Скоро на пустоши остались лишь калеки и убогие, всё-таки сумевшие просочиться на Гаввафу. Женщины с Мирьям смотрели издалека, не приближаясь. Лица заплаканны и скорбны. Йосеф плакал навзрыд.
Распятые изредка подавали голос. Нигер стонал, склонив на грудь бычью голову. Гестас то просил пить, то глумился над Иешуа:
– Ты! Дурачок! Если ты царь и бог, спаси нас!
Иешуа отвечал угасающим шёпотом:
– Истинно говорю тебе – ныне будешь со мной в раю!
Но щипач не унимался:
– Будь ты проклят, пустомеля! Прощелыга! Факир!
Гаввафа опустела. Лишь женщины с Мирьям и Йосефом из Аримафеи да какие-то упорные калеки остались на пустоши ждать конца. Убогие подползали к кресту Иешуа и целовали его.

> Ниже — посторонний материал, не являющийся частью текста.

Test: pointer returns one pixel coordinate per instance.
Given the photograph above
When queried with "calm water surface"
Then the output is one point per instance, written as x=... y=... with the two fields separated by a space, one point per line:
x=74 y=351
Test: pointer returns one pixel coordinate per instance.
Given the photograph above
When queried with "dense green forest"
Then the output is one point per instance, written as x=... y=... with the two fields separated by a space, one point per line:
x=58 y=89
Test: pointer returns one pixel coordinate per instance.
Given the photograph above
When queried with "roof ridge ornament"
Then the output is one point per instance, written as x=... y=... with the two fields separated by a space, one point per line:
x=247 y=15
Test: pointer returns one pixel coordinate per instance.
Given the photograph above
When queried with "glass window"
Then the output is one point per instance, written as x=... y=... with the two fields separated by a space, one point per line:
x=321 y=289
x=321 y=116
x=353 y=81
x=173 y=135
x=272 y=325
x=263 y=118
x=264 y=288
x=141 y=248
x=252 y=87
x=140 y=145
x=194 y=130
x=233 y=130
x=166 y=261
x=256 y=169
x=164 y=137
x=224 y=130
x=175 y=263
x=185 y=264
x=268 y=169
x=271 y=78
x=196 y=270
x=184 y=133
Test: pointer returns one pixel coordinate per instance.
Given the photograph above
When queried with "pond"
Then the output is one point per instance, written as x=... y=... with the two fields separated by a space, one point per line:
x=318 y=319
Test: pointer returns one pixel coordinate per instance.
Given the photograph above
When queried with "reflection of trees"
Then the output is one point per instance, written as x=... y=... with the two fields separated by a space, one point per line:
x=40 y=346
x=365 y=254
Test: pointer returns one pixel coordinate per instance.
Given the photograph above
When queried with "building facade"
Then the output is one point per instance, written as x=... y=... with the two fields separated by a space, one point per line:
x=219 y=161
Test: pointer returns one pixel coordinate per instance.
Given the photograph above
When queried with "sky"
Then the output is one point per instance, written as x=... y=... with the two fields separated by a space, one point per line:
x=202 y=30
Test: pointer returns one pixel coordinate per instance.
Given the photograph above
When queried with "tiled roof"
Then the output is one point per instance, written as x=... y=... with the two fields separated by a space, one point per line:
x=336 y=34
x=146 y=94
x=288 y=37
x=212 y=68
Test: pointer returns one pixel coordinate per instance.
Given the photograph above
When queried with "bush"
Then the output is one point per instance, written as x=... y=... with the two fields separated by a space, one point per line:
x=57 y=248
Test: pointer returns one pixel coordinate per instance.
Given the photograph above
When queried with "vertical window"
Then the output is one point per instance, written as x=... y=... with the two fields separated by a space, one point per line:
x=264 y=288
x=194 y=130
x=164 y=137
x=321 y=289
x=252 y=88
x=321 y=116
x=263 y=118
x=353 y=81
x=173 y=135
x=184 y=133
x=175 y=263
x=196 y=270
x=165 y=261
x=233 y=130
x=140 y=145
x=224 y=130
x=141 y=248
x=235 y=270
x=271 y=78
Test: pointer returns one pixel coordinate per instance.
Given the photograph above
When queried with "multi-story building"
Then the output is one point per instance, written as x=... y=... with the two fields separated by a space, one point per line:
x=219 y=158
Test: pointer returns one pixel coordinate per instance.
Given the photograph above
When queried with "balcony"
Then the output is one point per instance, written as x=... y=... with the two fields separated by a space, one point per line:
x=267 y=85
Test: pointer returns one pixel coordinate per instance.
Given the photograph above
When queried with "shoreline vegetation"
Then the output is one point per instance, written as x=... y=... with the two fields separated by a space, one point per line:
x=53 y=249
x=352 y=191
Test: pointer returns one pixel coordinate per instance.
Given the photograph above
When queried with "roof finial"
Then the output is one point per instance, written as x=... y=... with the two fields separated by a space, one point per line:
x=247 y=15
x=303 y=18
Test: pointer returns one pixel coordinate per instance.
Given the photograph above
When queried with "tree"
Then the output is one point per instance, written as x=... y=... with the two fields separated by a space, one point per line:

Солдаты стояли в стороне, ждали, когда можно будет разойтись по казармам, где уже наверняка варится вечерняя похлёбка.
И вдруг солнце померкло, сделалось темно. Рокоты грома провозгласили скорую грозу.
Иешуа произнёс громко и отчётливо:
– Отче! Тебе предаю дух мой!
Но его мало кто услышал – все побежали с пустоши, спеша укрыться от ливня. Лишь женщины с Мирьям скорбно и неотрывно смотрели на кресты – что ещё могли они сделать? С ними стоял заплаканный Йосеф, держа наготове саван, куда надлежало завернуть тело.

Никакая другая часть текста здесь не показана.